VCF Requirements

PharmCAT expects incoming VCF files to follow the official VCF spec. You can find the variants PharmCAT requires and their expected representation in pharmcat_positions.vcf.

PharmCAT only requires CHROM, POS, REF, ALT, and FORMAT/GT columns in a VCF file. Optional FORMAT/AD and INFO/END fields, when present, will be used for simple validation checks.

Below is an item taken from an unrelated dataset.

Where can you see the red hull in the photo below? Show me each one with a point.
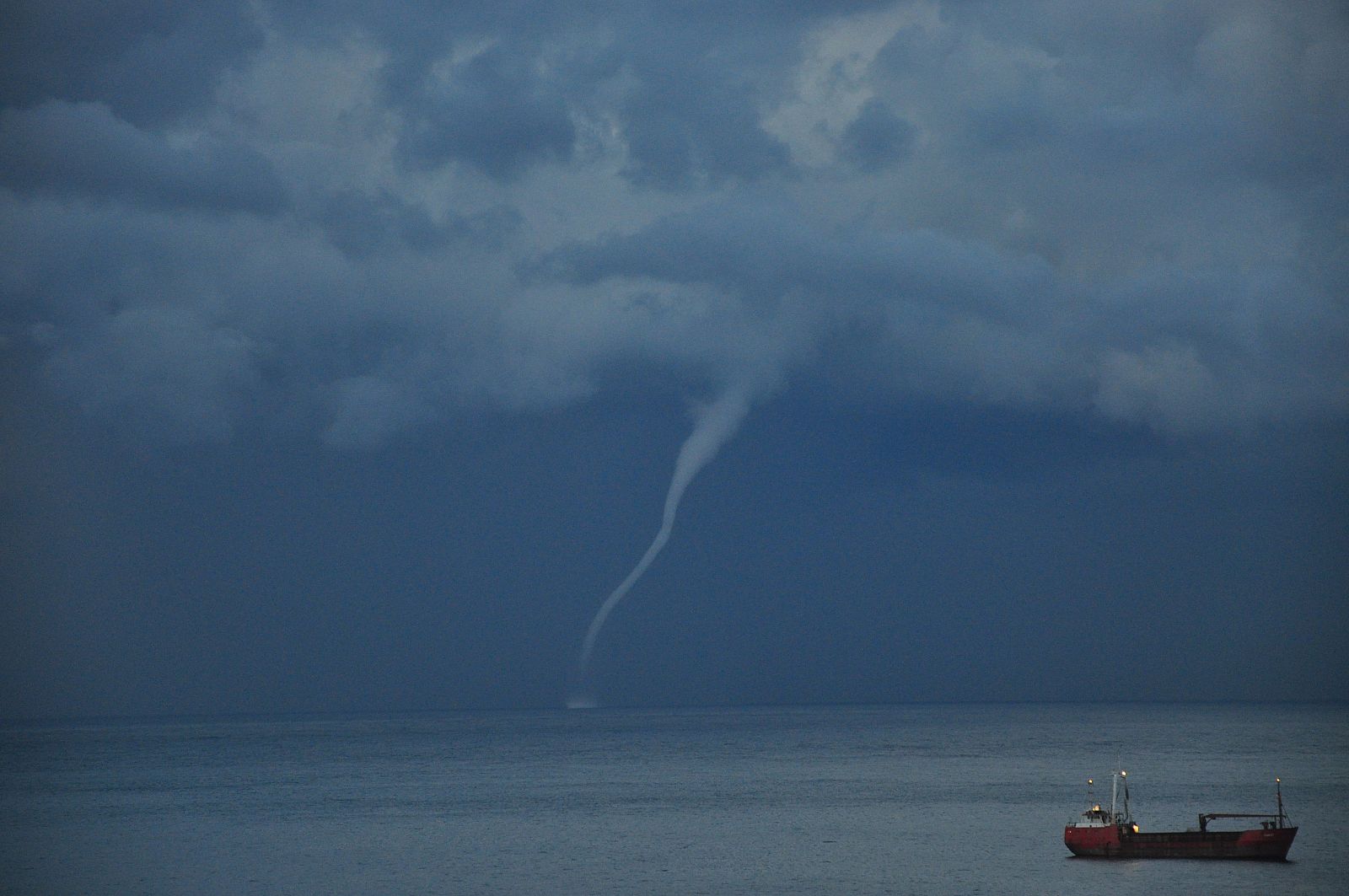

VCF should only contain high-quality genotypes. It is the user's responsibility to remove data not meeting quality criteria before passing it to PharmCAT. As such, the QUAL and FILTER columns are not interpreted.¹

In addition, PharmCAT expects incoming VCF to meet the following requirements:

Build version must be aligned to the GRCh38 assembly (aka b38, hg38, etc.).
Specify all required positions you want to be considered. Any position not in the input VCF is assumed to be a "no call". Missing positions will not be interpreted as reference.
Use a parsimonious, left-aligned variant representation format.
Normalize insertions and deletions to the expected left-aligned representation.
The CHROM field must be in the format "chr##".

We highly recommend that you use PharmCAT's VCF Preprocessor to prepare your VCF files for use by PharmCAT.

The PharmCAT VCF Preprocessor automates the process of making your VCF PharmCAT-ready as much as possible. It will handle requirements #2 - #5 in most cases. However, it will always err on the side of caution and not make any assumptions about your data. If it cannot automate something, it's most likely because there is no obvious way for it to do so, and you will have to manage the idiosyncrasies in your data yourself.

If you believe there is a tool that can do a better job with variant normalization other than bcftools (or if there is a better way to use bcftools), please let us know.

Deep Dive

The rest of this document explores the reasoning behind our requirements, some known issues, and specific examples of fulfilling them.

Requirement #1 - Alignment to GRCh38 Assembly

PharmCAT requires VCF files aligned to GRCh38. The VCF Preprocessor is unable to handle this automatically because it is a non-trivial task, and you will need to make decisions that are dependent on your data.

While you can translate positions between assemblies, this can easily introduce errors into your data. For example, LiftOver can be problematic due to ambiguity in positions. In addition, many tools won't update the genotype.

For example, if you use CrossMap it will update the position and reference nucleotides. However, if the reference is now the same as the alternate, it will remove the variant from the file. As a result, you will have to check these sites carefully by hand.

Example: LiftOver using the GATK

Due to the length of the example and its detailed explanations, it is being hosted on Google Docs.

This is a GRCh37-toGRCh38 LiftOver example that uses the GATK LiftoverVcf tool on the UK Biobank genotype data in the GRCh37 coordinates. The GATK LiftoverVcf tool can update genomic coordinates. If the reference allele and alternate allele are swapped in the new genome build for a single nucleotide polymorphism (SNP) locus, the GATK LiftoverVcf can reverse-complement the SNP, update the relevant genotypes (GT), and correct AF-like INFO fields.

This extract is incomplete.